Threads and Tweets and Skies (I don’t know what Bluesky is calling its posts but I am to assume it’s twee and silly) are in the lexicon today and if you don’t know what any of that is, congrats on your well-adjusted nature. In the absence of a functional adult to run Twitter, the great social media harvest of 2023 has commenced in earnest. We’ve all branched off into factions. Some will inhabit the emptied hull of Twitter til the end comes alongside the porn bots and the assembled blue checks complaining about their silencing. Some are Threads-curious; some are trying to get into Club Blue Sky. The pretty people on the ‘gram are about to get a rude awakening with the influx of the bridge troll brigade coming over from Twitter in search of a home, and my fondest hope is that some people learn how to snark and other people pick up a good skin care regimen.

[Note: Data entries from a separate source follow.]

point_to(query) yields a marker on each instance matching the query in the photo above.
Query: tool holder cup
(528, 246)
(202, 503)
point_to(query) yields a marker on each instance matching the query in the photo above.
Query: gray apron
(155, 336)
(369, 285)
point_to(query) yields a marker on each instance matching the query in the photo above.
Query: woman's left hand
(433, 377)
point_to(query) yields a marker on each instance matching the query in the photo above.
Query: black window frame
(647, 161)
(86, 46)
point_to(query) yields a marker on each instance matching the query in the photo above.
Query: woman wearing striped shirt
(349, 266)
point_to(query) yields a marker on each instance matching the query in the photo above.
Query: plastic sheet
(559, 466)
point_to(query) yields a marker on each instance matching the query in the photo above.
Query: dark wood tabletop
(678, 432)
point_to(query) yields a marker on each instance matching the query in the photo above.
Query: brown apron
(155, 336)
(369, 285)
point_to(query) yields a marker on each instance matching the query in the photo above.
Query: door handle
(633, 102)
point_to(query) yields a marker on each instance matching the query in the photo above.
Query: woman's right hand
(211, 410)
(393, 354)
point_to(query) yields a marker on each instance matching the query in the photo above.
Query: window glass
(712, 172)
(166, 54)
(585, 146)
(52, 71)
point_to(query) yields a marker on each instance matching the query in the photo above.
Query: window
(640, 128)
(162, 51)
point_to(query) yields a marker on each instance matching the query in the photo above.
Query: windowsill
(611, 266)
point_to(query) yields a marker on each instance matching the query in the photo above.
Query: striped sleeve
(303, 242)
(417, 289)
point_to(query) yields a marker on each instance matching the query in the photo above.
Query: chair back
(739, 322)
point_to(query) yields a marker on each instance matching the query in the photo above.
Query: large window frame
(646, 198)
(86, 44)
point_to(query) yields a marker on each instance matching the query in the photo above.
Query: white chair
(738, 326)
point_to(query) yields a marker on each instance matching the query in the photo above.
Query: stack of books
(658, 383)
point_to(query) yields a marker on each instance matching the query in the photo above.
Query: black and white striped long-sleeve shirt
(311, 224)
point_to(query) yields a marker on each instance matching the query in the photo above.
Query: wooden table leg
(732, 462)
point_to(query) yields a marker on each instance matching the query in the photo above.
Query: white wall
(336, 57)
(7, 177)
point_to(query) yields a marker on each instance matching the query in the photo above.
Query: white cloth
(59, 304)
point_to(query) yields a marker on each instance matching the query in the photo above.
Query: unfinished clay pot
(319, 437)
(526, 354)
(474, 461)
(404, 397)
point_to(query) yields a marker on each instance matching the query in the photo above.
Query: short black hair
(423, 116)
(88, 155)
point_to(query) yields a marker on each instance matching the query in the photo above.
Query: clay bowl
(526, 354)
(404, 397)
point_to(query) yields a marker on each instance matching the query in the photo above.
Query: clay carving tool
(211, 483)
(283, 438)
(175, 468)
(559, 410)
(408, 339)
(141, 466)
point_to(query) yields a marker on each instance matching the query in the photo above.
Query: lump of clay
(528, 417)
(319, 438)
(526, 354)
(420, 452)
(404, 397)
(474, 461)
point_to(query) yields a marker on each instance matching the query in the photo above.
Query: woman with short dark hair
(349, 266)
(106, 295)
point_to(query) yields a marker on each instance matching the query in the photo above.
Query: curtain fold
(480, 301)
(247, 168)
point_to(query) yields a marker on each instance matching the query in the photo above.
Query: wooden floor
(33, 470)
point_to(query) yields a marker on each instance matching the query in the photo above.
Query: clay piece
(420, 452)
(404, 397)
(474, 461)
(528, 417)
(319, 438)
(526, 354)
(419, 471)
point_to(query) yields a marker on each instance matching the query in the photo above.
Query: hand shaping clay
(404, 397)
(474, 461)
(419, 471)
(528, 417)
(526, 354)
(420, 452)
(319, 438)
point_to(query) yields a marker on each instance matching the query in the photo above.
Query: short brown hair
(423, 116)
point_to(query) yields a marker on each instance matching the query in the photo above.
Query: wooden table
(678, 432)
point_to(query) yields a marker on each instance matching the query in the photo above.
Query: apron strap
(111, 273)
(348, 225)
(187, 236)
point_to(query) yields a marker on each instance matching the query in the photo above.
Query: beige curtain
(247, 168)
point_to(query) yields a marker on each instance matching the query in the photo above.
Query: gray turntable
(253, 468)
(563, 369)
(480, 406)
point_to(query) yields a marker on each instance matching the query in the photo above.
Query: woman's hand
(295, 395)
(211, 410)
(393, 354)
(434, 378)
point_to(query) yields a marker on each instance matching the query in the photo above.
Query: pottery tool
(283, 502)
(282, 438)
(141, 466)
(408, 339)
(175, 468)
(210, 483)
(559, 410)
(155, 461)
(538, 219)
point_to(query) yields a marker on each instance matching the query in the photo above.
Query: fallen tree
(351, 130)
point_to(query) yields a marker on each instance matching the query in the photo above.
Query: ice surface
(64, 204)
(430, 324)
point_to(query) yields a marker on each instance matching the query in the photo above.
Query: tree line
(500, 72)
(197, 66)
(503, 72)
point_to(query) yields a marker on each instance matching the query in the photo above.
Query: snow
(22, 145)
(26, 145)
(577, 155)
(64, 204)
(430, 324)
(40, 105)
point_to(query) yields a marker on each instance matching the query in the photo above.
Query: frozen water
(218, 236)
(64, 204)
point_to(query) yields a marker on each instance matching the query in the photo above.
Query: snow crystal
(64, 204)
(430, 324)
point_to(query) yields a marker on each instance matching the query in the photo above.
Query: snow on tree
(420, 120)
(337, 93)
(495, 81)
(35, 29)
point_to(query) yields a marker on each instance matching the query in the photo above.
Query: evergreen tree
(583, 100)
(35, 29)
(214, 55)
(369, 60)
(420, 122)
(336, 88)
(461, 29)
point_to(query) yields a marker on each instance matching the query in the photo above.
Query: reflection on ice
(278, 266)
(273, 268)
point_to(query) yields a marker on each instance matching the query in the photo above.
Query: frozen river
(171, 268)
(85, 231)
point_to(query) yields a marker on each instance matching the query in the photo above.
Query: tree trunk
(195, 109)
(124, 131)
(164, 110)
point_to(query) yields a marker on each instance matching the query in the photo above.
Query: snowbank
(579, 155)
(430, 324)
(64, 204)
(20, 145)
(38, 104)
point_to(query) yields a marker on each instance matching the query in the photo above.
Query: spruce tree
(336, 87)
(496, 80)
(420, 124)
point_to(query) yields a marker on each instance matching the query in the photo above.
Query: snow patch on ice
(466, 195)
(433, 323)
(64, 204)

Wins for everyone.
Everyone is trying to find a platform they belong on, which should be the wildest sentence ever typed and send any rational society sprinting to shut down the internet for two weeks until we figure out a better way forward for all and atone for a litany of sins.
We won’t do that, obviously. This machine is broken, and now the solution is to figure out which flaming hunk of the wreckage we’d like to ride down to terra firma upon like drunken gods, toasting and no-look shooting as the world burns bright around us.
Obvious college basketball metaphor goes here.